Não se trata de uma discussão direta acerca desse estado de coisas. Antes, trata-se de discutir o que subsiste a isso. Se a linguagem, em sua multiplicidade, pressupõe acordos sobre os usos que fazemos dos signos, talvez não seja demais supor que a impossibilidade desses acordos seja também o sintoma de uma outra coisa: sem o acordo sobre o uso de determinadas palavras, é fato que a vida corre riscos. Se esse fim de linha não começa na linguagem, não será demais dizer que a linguagem é o meio pelo qual deslizam nossas apostas e chances. O que se diz quando se diz justiça, vida, morte?

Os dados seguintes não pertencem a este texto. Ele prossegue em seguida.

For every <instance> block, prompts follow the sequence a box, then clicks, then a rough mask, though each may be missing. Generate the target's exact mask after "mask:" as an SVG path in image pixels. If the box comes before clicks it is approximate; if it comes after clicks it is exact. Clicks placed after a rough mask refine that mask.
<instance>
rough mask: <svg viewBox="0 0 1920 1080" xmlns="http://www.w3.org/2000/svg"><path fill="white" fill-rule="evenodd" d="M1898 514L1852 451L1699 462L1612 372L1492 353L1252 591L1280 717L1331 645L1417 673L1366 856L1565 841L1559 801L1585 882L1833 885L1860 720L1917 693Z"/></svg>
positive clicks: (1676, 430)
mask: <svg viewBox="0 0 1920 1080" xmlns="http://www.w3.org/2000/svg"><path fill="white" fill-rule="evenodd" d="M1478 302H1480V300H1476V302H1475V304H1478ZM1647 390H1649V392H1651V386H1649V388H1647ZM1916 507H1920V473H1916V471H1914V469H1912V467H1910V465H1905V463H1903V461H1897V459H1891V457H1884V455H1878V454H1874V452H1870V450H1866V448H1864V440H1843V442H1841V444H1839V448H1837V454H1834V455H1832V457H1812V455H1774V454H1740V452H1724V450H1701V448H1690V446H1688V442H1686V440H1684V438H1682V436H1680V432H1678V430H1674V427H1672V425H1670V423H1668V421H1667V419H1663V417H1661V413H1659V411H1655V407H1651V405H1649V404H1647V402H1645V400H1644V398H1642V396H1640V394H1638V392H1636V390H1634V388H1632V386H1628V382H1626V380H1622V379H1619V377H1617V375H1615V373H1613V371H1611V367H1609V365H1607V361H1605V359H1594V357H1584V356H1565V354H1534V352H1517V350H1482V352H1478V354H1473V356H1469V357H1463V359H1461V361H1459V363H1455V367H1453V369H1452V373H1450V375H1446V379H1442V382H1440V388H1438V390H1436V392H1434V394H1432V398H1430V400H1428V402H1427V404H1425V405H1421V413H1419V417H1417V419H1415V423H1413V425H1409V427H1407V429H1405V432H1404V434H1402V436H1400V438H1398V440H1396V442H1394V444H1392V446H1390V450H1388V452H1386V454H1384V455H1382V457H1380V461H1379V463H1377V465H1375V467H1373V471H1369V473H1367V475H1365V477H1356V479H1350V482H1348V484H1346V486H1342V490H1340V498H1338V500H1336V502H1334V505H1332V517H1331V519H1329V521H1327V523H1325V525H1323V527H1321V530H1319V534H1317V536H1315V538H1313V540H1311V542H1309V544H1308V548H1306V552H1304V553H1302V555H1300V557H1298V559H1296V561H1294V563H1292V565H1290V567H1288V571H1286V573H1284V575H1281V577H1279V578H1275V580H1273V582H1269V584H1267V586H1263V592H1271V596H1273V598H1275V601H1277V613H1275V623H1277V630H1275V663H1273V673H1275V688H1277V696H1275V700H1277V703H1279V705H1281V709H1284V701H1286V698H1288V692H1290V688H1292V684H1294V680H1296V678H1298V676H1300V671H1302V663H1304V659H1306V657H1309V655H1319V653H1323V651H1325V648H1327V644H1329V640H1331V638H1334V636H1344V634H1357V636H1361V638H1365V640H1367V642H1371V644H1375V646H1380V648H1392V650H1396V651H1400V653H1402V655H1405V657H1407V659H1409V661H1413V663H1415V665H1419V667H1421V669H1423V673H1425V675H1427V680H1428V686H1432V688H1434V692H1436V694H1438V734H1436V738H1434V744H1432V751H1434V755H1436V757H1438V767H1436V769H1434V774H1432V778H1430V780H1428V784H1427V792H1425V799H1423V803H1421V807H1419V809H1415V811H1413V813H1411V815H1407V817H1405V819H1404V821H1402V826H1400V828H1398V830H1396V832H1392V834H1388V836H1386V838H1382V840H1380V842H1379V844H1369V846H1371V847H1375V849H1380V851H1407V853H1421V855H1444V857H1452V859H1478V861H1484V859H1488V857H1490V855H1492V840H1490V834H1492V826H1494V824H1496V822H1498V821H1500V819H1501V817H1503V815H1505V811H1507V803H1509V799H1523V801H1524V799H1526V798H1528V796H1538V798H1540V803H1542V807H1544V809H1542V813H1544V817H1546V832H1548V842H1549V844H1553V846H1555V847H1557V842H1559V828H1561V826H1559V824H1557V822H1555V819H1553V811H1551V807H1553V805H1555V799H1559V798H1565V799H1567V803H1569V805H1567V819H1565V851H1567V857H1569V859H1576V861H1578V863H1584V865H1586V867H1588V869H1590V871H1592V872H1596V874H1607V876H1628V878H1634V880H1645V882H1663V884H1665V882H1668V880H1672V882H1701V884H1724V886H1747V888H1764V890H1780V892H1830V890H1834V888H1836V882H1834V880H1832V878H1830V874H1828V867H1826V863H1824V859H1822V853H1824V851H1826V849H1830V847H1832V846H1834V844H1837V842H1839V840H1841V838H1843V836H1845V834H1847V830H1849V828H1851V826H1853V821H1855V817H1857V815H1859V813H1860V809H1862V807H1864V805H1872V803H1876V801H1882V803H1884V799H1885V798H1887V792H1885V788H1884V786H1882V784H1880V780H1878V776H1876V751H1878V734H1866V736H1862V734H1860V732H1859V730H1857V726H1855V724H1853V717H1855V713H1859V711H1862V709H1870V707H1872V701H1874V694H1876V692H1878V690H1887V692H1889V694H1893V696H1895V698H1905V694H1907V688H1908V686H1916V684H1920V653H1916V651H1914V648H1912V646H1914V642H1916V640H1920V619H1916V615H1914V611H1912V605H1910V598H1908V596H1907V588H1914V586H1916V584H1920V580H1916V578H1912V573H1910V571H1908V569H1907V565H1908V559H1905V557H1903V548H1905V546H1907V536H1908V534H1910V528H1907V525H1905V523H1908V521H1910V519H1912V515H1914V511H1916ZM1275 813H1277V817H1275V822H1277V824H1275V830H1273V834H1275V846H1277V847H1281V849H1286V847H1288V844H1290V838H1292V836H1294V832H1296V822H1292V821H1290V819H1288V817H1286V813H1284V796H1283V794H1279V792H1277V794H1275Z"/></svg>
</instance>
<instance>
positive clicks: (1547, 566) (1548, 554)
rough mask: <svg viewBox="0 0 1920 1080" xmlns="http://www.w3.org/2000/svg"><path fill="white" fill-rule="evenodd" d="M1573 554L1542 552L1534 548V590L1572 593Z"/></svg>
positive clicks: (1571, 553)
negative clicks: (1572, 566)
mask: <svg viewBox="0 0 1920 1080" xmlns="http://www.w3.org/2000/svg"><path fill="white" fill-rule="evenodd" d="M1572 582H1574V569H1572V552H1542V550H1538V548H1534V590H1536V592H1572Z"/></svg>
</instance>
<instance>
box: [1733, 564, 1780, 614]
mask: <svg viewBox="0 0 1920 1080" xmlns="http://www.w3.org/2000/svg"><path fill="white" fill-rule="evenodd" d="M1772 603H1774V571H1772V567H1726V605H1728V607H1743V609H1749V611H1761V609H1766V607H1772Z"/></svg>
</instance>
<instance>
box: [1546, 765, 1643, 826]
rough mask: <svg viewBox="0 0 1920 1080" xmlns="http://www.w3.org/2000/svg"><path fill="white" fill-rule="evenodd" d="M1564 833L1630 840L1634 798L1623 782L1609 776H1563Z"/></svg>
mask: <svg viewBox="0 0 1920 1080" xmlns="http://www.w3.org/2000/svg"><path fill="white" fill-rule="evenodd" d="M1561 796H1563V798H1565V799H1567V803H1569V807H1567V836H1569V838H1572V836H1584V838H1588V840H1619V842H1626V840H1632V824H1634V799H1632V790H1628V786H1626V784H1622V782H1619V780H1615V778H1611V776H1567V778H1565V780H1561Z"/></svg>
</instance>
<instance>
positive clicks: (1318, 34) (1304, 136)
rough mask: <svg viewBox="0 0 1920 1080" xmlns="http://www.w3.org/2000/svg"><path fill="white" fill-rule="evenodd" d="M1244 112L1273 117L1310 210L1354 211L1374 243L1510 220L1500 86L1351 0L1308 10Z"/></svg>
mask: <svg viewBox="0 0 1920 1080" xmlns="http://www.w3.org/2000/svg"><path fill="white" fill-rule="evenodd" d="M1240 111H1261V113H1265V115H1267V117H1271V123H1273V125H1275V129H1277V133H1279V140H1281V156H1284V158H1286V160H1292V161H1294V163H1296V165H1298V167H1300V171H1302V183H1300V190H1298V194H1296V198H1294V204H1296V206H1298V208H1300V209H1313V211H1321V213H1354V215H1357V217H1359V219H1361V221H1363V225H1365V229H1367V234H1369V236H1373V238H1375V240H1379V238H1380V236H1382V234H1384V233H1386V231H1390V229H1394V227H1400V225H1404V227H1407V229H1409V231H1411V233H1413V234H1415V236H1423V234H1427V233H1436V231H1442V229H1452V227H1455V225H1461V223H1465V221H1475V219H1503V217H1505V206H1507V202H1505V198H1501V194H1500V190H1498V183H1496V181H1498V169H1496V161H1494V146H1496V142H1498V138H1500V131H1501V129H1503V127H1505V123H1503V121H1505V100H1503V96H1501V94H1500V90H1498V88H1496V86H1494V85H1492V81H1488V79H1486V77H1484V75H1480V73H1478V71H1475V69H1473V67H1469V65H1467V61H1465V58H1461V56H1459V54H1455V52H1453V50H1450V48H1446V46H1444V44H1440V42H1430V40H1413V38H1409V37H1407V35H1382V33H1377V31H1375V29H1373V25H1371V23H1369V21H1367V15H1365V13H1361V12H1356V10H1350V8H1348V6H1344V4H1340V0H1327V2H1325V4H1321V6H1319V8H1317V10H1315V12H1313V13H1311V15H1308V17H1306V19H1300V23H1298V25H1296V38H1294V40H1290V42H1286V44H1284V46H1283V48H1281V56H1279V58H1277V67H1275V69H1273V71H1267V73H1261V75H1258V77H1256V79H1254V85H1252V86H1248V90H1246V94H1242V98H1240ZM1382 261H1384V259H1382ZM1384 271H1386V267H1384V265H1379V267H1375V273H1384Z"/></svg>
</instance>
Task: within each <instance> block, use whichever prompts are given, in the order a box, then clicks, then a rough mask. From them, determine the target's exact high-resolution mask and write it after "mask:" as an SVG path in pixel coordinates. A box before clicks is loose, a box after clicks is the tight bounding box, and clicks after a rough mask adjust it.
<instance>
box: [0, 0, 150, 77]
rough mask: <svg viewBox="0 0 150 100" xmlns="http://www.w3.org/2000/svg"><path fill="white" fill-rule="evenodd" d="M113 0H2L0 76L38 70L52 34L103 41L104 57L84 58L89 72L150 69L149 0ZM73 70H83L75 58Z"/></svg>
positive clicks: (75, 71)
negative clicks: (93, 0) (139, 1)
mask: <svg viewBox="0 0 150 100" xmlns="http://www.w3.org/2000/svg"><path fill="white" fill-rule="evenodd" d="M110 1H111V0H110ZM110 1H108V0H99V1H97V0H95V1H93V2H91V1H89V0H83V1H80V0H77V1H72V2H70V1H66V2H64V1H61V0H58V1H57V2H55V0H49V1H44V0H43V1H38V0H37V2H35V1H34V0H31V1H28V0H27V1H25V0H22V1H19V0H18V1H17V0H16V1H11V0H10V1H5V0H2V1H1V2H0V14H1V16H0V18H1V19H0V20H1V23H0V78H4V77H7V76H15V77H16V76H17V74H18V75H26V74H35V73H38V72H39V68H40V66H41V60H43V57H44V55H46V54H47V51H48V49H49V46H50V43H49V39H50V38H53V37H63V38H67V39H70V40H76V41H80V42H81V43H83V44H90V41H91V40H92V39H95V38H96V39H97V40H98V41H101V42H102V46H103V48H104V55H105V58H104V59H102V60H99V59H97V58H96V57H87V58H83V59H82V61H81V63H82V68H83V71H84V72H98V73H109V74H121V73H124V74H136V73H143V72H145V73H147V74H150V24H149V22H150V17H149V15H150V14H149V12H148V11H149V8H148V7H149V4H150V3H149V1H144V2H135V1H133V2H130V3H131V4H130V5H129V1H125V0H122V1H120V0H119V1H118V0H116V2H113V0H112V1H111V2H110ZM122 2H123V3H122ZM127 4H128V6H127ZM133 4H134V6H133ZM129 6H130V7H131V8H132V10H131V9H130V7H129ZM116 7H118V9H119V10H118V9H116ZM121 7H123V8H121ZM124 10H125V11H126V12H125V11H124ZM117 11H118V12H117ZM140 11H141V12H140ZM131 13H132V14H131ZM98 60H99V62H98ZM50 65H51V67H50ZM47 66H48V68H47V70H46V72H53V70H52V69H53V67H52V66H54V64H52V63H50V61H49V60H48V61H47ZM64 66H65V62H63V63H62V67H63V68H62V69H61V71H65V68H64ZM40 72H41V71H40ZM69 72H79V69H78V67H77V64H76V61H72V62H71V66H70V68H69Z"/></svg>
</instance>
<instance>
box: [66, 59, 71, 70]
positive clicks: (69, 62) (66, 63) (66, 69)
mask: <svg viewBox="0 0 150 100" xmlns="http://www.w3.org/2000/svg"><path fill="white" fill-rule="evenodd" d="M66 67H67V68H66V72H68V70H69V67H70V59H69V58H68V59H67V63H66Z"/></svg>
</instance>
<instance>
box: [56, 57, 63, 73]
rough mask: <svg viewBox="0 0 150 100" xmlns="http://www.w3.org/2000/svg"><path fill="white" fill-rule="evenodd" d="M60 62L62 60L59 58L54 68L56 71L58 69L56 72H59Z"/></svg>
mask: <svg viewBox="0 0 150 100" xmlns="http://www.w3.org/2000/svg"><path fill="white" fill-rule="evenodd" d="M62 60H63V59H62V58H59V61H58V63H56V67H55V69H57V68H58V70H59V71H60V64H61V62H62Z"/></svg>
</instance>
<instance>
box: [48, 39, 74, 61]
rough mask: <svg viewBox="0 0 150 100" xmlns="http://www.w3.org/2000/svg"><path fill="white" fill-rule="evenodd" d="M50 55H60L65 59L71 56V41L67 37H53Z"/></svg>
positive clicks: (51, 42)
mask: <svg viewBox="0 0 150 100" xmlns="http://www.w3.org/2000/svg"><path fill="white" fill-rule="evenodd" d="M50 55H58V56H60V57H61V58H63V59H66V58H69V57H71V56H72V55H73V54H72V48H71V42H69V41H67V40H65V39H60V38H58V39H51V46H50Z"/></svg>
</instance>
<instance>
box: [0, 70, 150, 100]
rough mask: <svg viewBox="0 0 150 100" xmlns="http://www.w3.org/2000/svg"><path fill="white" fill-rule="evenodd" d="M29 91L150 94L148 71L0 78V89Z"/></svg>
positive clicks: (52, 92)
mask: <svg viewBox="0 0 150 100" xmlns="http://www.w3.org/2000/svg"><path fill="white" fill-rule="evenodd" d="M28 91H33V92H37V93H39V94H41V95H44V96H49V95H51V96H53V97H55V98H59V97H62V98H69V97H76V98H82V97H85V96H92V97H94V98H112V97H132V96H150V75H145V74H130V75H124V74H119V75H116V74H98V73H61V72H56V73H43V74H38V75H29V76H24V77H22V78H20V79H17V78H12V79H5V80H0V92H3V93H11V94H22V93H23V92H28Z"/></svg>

O teatro como “arte pública” tem o tamanho da vida pública em uma sociedade. No Brasil, a violência permanece estrutural e estruturante, produzindo continuadamente dinâmicas de dessolidarização, reduzindo o corpo, tantas vezes, ao cadáver. Importa, então, interrogarmos ainda sobre o valor de uso do encontro. Há dois anos talvez 12

soasse retórico dizer: a finalidade do encontro é o encontro. Hoje, encontrar implica, definitivamente, uma disposição política para o convívio, numa sociedade em que o convívio parece muitas vezes da ordem do impossível. Neste caso, qual o valor de uso do impossível?